The insert-files command can be used to insert the content of files, along with their metadata.
Here’s an example that inserts all of the GIF files in the current directory into a gifs.db database, placing the file contents in an images table:
$ sqlite-utils insert-files gifs.db images *.gif
You can also pass one or more directories, in which case every file in those directories will be added recursively:
$ sqlite-utils insert-files gifs.db images path/to/my-gifs
By default this command will create a table with the following schema:
CREATE TABLE [images] (
[path] TEXT PRIMARY KEY,
[content] BLOB,
[size] INTEGER
);
You can customize the schema using one or more -c options. For a table schema that includes just the path, MD5 hash and last modification time of the file, you would use this:
$ sqlite-utils insert-files gifs.db images *.gif -c path -c md5 -c mtime --pk=path
This will result in the following schema:
CREATE TABLE [images] (
[path] TEXT PRIMARY KEY,
[md5] TEXT,
[mtime] FLOAT
);
You can change the name of one of these columns using a -c colname:coldef parameter. To rename the mtime column to last_modified you would use this:
$ sqlite-utils insert-files gifs.db images *.gif \
-c path -c md5 -c last_modified:mtime --pk=path
You can pass --replace or --upsert to indicate what should happen if you try to insert a file with an existing primary key. Pass --alter to cause any missing columns to be added to the table.

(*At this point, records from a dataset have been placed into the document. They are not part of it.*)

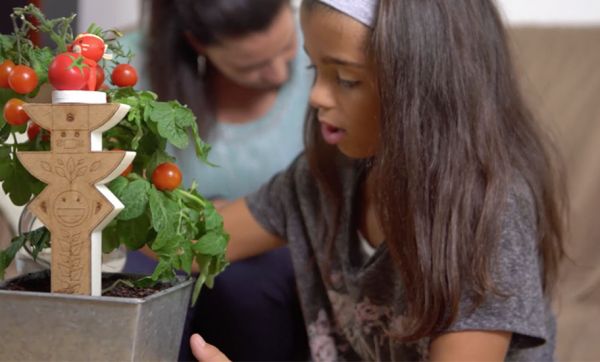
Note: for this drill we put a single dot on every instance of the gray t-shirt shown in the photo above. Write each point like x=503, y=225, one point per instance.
x=356, y=315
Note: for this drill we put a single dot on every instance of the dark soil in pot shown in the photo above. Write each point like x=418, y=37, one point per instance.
x=110, y=286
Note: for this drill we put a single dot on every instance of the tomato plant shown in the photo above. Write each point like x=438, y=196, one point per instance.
x=68, y=71
x=127, y=170
x=170, y=221
x=22, y=79
x=5, y=69
x=14, y=114
x=99, y=77
x=166, y=176
x=124, y=75
x=91, y=46
x=33, y=130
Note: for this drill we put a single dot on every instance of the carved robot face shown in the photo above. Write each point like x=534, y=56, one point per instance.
x=71, y=208
x=69, y=140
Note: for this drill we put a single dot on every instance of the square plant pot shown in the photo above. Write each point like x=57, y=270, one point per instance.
x=58, y=327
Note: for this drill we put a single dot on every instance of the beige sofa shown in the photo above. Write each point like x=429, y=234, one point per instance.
x=560, y=71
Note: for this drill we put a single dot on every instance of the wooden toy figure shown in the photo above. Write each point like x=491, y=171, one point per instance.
x=76, y=206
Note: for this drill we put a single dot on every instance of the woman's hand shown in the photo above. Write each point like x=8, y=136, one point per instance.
x=465, y=346
x=205, y=352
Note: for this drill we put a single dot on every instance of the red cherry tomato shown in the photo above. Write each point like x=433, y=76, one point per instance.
x=89, y=45
x=22, y=79
x=14, y=114
x=68, y=71
x=5, y=69
x=99, y=77
x=127, y=170
x=33, y=130
x=166, y=176
x=124, y=75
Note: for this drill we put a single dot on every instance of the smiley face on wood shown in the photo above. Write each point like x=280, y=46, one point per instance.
x=72, y=206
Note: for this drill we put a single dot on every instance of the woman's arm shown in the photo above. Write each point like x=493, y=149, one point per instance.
x=480, y=346
x=247, y=237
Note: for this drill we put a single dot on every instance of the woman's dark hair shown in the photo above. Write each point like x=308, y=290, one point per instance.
x=455, y=134
x=172, y=60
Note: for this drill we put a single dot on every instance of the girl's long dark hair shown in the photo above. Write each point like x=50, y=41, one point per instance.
x=172, y=60
x=455, y=132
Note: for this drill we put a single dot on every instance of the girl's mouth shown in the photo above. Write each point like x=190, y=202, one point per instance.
x=331, y=134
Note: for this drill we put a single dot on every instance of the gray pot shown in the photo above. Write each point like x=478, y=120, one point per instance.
x=58, y=327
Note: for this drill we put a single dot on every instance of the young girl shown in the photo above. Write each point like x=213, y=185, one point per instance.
x=424, y=218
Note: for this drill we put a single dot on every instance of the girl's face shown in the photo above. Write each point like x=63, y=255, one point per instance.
x=344, y=93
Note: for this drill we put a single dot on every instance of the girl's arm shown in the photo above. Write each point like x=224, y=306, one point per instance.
x=481, y=346
x=247, y=237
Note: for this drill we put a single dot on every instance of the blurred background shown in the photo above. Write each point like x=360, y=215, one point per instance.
x=557, y=51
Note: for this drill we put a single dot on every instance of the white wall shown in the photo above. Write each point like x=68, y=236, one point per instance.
x=551, y=12
x=125, y=14
x=119, y=14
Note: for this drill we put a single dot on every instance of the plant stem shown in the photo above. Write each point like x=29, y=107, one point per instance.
x=116, y=283
x=191, y=197
x=14, y=148
x=18, y=37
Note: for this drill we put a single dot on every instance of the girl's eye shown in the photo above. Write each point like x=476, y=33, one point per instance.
x=345, y=83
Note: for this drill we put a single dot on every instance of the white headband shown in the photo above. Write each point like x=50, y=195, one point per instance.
x=361, y=10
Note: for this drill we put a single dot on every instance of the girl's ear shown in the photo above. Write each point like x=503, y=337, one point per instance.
x=194, y=43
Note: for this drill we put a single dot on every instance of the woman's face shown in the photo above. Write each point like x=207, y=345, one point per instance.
x=344, y=93
x=259, y=60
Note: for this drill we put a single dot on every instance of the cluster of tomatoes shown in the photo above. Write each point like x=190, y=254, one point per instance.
x=76, y=69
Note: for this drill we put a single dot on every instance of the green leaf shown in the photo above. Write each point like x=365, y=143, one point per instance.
x=184, y=117
x=4, y=130
x=135, y=199
x=6, y=164
x=164, y=211
x=164, y=115
x=185, y=257
x=110, y=237
x=166, y=242
x=159, y=156
x=117, y=185
x=163, y=271
x=17, y=184
x=211, y=243
x=134, y=233
x=202, y=148
x=7, y=256
x=212, y=219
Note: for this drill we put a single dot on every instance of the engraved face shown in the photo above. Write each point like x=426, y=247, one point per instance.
x=71, y=208
x=69, y=140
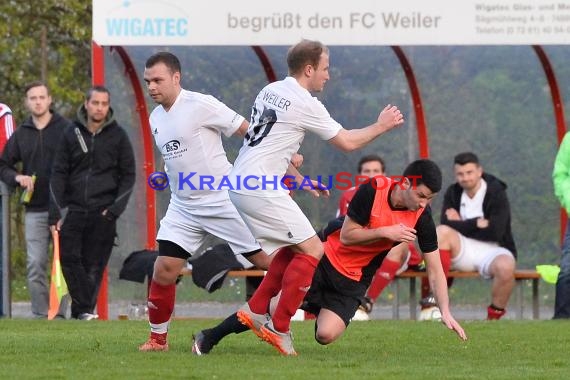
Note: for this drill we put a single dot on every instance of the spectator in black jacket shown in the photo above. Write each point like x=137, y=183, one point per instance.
x=94, y=175
x=34, y=144
x=475, y=229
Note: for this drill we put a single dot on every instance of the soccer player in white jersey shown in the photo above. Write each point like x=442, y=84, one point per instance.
x=282, y=113
x=187, y=128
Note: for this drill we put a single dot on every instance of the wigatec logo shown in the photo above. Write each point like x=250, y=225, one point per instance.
x=145, y=18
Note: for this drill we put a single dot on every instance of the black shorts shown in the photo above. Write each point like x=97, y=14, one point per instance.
x=333, y=291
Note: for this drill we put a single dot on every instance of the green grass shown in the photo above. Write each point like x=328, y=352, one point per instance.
x=368, y=350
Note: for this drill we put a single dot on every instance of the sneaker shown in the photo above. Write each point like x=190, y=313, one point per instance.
x=200, y=344
x=282, y=341
x=253, y=321
x=87, y=316
x=360, y=315
x=152, y=345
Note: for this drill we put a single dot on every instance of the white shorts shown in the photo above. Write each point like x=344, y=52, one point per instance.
x=192, y=228
x=275, y=222
x=477, y=255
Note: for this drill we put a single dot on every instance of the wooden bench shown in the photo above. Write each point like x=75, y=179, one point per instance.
x=521, y=276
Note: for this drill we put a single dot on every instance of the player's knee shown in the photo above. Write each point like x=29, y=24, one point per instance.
x=324, y=338
x=504, y=267
x=444, y=232
x=165, y=273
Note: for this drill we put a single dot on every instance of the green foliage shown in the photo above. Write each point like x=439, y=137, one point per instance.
x=49, y=41
x=371, y=350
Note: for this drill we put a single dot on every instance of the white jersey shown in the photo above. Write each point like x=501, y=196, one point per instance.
x=189, y=139
x=281, y=115
x=471, y=208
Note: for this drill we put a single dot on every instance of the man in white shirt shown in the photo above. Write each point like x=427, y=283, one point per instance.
x=475, y=231
x=281, y=115
x=187, y=128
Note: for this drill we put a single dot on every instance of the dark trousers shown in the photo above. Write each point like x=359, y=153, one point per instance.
x=86, y=242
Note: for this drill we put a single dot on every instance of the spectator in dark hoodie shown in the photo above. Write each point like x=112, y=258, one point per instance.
x=34, y=144
x=475, y=231
x=94, y=175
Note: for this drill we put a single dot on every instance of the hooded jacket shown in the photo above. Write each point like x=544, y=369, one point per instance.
x=35, y=149
x=92, y=171
x=496, y=209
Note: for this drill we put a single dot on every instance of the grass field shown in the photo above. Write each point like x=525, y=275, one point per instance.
x=368, y=350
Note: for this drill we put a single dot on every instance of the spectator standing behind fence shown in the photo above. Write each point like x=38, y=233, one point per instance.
x=475, y=231
x=34, y=145
x=561, y=177
x=6, y=129
x=93, y=174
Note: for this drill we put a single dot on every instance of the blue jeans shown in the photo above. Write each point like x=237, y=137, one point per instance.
x=562, y=300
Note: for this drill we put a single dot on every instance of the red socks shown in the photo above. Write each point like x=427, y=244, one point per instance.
x=384, y=275
x=160, y=307
x=296, y=282
x=271, y=284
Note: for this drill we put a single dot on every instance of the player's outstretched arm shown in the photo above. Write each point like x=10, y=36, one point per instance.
x=438, y=284
x=348, y=140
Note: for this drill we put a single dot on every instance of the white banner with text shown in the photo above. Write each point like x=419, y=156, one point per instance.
x=358, y=22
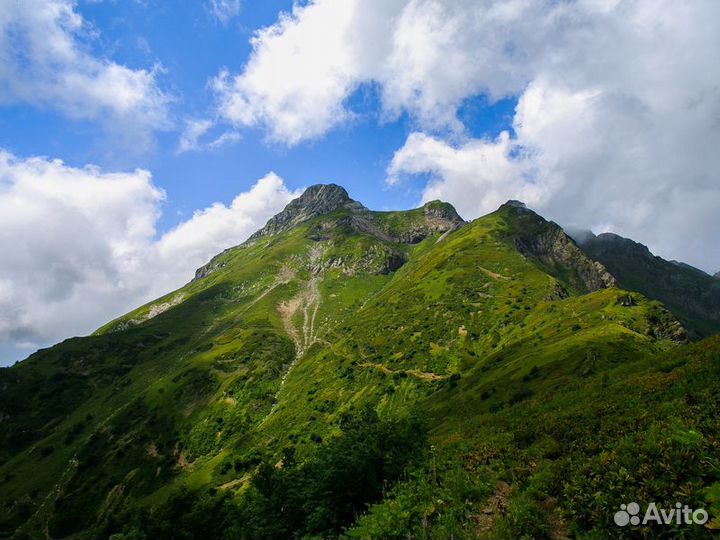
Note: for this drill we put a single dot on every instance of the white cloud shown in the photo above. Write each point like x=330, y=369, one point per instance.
x=616, y=129
x=426, y=57
x=45, y=61
x=225, y=10
x=80, y=244
x=196, y=129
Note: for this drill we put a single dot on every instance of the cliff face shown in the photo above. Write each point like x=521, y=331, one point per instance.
x=279, y=384
x=691, y=294
x=328, y=212
x=546, y=242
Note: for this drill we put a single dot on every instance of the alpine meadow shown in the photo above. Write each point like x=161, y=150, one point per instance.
x=359, y=374
x=359, y=269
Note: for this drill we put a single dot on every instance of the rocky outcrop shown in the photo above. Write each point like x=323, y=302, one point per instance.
x=315, y=201
x=692, y=295
x=546, y=242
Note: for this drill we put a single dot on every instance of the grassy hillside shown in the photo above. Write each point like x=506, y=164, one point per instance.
x=366, y=375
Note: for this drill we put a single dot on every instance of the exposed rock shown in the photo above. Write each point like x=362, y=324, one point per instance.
x=691, y=294
x=547, y=242
x=315, y=201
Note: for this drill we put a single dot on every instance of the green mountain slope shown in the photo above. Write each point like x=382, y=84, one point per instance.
x=691, y=294
x=368, y=375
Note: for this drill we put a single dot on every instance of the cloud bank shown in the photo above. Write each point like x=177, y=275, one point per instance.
x=80, y=245
x=618, y=116
x=46, y=61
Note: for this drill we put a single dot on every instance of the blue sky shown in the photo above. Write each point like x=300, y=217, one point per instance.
x=192, y=46
x=600, y=115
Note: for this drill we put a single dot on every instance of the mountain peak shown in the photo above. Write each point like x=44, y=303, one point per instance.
x=316, y=200
x=515, y=204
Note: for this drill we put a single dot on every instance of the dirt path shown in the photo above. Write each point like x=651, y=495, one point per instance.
x=304, y=335
x=424, y=375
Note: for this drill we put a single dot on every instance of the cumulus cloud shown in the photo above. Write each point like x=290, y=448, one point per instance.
x=80, y=245
x=196, y=129
x=614, y=132
x=617, y=122
x=225, y=10
x=45, y=61
x=426, y=57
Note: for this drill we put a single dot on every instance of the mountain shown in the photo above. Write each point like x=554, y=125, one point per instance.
x=360, y=374
x=691, y=294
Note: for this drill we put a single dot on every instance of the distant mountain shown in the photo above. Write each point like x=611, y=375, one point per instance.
x=691, y=294
x=347, y=373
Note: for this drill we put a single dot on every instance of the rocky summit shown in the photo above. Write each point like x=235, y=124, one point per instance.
x=348, y=373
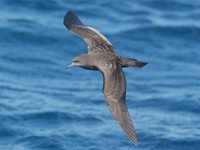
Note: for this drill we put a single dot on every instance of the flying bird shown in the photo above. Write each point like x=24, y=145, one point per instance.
x=102, y=56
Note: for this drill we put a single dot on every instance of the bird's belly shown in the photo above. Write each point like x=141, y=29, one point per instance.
x=90, y=68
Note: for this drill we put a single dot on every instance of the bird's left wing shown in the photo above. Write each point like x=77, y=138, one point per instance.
x=114, y=89
x=95, y=40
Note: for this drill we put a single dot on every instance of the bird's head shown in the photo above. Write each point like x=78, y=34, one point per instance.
x=81, y=61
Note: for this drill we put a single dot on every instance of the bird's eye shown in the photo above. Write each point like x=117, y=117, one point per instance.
x=75, y=61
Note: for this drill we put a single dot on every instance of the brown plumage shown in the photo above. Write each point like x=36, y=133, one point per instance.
x=102, y=56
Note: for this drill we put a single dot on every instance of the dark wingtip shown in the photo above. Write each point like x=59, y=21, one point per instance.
x=71, y=19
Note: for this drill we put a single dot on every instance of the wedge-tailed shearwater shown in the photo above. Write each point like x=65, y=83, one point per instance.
x=102, y=56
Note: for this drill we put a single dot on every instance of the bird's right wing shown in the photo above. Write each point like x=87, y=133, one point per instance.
x=114, y=89
x=95, y=40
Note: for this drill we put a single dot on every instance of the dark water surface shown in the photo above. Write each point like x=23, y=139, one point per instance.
x=43, y=106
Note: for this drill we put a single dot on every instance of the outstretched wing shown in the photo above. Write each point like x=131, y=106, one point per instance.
x=114, y=89
x=95, y=40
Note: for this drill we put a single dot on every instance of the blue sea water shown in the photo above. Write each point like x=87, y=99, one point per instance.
x=44, y=106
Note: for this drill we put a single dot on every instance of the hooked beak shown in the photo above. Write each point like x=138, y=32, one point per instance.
x=71, y=65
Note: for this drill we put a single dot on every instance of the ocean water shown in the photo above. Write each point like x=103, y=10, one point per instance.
x=44, y=106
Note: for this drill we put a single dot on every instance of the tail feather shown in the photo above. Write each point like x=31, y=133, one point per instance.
x=127, y=62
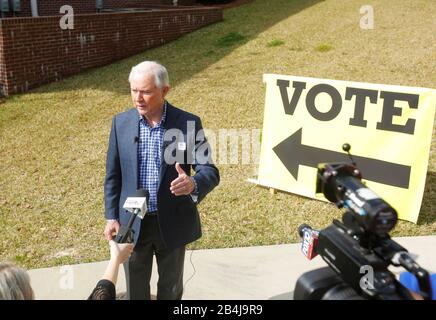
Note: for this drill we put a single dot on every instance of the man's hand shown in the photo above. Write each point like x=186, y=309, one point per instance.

The full list of column definitions you can use is as follows:
name- The name of the file, e.g.
cleo.jpg path- The path to the file relative to the root folder, e.g.
pictures/cleo.jpg fullpath- The fully resolved path to the image, e.g.
/home/simonw/pictures/cleo.jpg sha256- The SHA256 hash of the file contents
md5- The MD5 hash of the file contents
mode- The permission bits of the file, as an integer - you may want to convert this to octal
content- The binary file contents, which will be stored as a BLOB
mtime- The modification time of the file, as floating point seconds since the Unix epoch
ctime- The creation time of the file, as floating point seconds since the Unix epoch
mtime_int- The modification time as an integer rather than a float
ctime_int- The creation time as an integer rather than a float
mtime_iso- The modification time as an ISO timestamp, e.g.
2020-07-27T04:24:06.654246 ctime_iso- The creation time is an ISO timestamp
size- The integer size of the file in bytes
You can insert data piped from standard input like this:
cat dog.jpg | sqlite-utils insert-files dogs.db pics - --name=dog.jpg
The - argument indicates data should be read from standard input. The string passed using the --name option will be used for the file name and path values.
When inserting data from standard input only the following column definitions are supported: name, path, content, sha256, md5 and size.
Creating tables¶
Most of the time creating tables by inserting example data is the quickest approach. If you need to create an empty table in advance of inserting data you can do so using the create-table command:
$ sqlite-utils create-table mydb.db mytable id integer name text --pk=id
This will create a table called mytable with two columns - an integer id column and a text name column. It will set the id column to be the primary key.
You can pass as many column-name column-type pairs as you like. Valid types are integer, text, float and blob.
You can specify columns that should be NOT NULL using --not-null colname. You can specify default values for columns using --default colname defaultvalue.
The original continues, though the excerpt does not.